The Perl Toolchain Summit needs more sponsors. If your company depends on Perl, please support this very important event.



How to include a dictionary in the Clue Aligner
===============================================


1) Create a DBM-clue database
  * you can use uplug/tools/declclue to create a clue-database-file
    from a plain-text-file:
    - if this is your lexicon (lexicon.txt):
    
######################################################################
# everything line that start with '#' is part of the header
# the header may include parameters in the form attribute: value
# you may specify source-feature-patterns and target-feature-patterns
# lexical data is separated by TAB (source<TAB>target<TAB>frequency)
# frequency-values are optional
# everything should be in Unicode (UTF8) if not specified with -ci
#
# Swedish - English
#---------------------------------------------------------------------
enligt	according to
en	a
ett	a
efter	after
för	for
för	to
och	and
den	the
regeringen	the Government
################## this is the end of the file

   - use the following command to create a new clue-DB

uplug/tools/declclue -o data/runtime/lexicon.dbm < lexicon.txt


2) The lexicon is now used by the 'link'-module in the clue
   aligner. Try for example to align the example-bitext from
   uplug/example (supposing that you copied the corpus to the
   current directory):

uplug/uplug align/word/link -in svenprf.xces



How to use alternative sentence alignment approaches (since version 0.2.0)
==========================================================================


1) hunalign


hunalign is taken from http://mokk.bme.hu/resources/hunalign
It is licensed under a Creative Commons License
http://creativecommons.org/licenses/by/2.0/
In Uplug it is included in share/bin/Linux/hunalign (pre-compiled for GNU/Linux).

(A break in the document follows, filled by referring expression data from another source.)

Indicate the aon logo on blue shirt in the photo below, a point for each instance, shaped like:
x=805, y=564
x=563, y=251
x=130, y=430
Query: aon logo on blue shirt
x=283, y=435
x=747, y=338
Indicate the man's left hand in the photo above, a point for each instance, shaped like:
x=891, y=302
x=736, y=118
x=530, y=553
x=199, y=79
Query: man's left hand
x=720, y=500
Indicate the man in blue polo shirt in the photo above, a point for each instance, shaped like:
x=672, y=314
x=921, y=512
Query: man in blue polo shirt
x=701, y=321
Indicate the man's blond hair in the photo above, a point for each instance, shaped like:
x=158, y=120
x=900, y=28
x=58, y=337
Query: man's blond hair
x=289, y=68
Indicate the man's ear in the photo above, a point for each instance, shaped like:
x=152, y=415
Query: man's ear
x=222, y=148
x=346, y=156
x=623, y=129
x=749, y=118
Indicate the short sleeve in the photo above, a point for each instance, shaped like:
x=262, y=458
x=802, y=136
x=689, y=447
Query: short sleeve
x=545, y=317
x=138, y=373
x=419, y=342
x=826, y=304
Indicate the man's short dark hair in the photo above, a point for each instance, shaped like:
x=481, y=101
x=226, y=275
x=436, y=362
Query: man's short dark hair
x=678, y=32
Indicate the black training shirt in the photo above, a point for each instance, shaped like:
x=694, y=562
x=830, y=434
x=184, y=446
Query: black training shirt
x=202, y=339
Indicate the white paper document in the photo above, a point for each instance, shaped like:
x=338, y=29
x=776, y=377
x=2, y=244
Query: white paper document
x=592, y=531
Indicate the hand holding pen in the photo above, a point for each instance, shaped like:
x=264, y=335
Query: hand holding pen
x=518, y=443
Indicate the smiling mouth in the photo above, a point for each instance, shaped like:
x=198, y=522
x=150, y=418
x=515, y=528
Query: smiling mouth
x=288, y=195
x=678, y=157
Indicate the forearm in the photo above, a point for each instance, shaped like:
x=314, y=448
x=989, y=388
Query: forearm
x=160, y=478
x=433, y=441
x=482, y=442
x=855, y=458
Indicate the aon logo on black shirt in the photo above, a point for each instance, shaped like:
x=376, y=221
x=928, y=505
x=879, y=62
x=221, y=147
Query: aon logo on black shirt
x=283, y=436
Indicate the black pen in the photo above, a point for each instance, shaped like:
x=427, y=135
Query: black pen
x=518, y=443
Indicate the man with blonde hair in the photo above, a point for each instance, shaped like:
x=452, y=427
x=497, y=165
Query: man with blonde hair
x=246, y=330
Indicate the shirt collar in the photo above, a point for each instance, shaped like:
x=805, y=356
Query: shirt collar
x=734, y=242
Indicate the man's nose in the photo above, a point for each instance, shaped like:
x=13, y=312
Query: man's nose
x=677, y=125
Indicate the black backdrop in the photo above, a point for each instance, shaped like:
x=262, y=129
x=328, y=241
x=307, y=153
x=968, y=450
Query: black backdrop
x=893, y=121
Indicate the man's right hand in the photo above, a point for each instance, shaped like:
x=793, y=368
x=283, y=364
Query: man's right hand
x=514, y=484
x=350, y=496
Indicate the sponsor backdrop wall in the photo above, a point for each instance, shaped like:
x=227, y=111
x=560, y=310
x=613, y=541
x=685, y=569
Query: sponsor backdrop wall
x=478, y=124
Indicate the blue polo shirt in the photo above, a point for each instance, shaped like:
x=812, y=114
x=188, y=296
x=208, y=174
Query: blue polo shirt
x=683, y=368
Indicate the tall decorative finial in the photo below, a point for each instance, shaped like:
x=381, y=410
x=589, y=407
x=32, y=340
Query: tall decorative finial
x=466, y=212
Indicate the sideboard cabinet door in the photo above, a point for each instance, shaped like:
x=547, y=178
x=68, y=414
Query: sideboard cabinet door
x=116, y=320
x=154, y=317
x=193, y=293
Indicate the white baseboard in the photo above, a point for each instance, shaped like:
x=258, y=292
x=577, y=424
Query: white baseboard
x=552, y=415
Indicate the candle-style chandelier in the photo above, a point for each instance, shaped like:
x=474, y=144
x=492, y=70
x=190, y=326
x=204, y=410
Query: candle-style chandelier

You can run it in a similar way as the default sentence aligner.
Assuming that you have 2 tokenized files (source.xm & target.xml) run the
following command:


    uplug align/hun -src source.xml -trg target.xml -out aligned.xml


This will run hunalign with default settings and the '-realign' flag set
(refer to the hunalign documentation for more details).

You may use your own dictionary using the -dic flag (in that case it won't run
-realign!):


    uplug align/hun -dic my-dic.txt -src source.xml -trg target.xml


The format of a dictionary is as follows 
(source and target separated by ' @ '):

a little @ egy keveset
a little @ egy kicsi
a little @ egy kicsit

(this example is taken from the included english-hungarian dictionary
ext/hunalign/data/hu-en.dic)


You can also run hunalign in 'bisent' mode (only create 1:1 alignments)
Use flag '-b':

    uplug align/hun -b -src source.xml -trg target.xml -out bisent.xml




2) GMA (geometric mapping and alignment)


GMA is taken from http://nlp.cs.nyu.edu/GMA/
and licensed under the GPL (http://www.gnu.org/licenses/gpl.html)
In Uplug it is include in share/ext/gma (pre-compiled for GNU/Linux)


You can run it in the same way as the default sentence aligner:

    uplug align/gma -src source.xml -trg target.xml -out aligned.xml

However, it is recommended to use GMA with language specific
configurations. There is only one pre-defined configuration file for GMA in
Uplug, for English-French. Configuration files are in 
    share/ext/gma/config/
for example
    share/ext/gma/config/GMA.config.enfr
You can write your own configuration files that points to resource files used
by the algorithm (look at the example configuration file for enfr). It can be
used by specifying source and target language when running GMA in Uplug:


    uplug align/gma -src source.xml -srclang source-language -trg target.xml -trglang target_;anguage -out aligned.xml



3) uplug-sentence-align


There is another experimental sentence alignment script in
uplug/tools/uplug-sentence-align which can be used independent of Uplug (doesn't
require the Uplug modules or any other external resource except XML::Parser)

It's an extension to the Gale&Chruch alignment approach re-implemented by
Phillip Koehn to align the EuroParl corpus. Essentially it adds a
cognate/dictionary filter to the standard length-based approach.

You can run it like this:

    uplug/tools/uplug-sentence-align source.xml target.xml > aligned.xml

(this is without any filters)
There are several options to change the alignment process:

#  -h 'hard-tag-re' .......... regular expression to match hard boundary tags
#  -i min_length ............. check for identical words (set minimal length)
#  -c threshold .............. use LCSR cognate filter (with threshold)
#  -w window ................. define size of sliding window (for all filters)
#  -d dic-file ............... use dictionary filter (using dic-file)
#  -u ........................ cognate/identical filter for upper case words
#  -v ........................ verbose mode

The dicitonary format is a space list of entries where source and target word
(no multi-word units!) are separated by exactly one space character.

The LCSR threshold should be between 0 and 1. The window parameter and the
min_length parameter should be positive integers. All filters are applied in a
sort of sliding window. Hard boundaries will be added after sentence pairs
containing cognates/dictionary entries identified by the filters.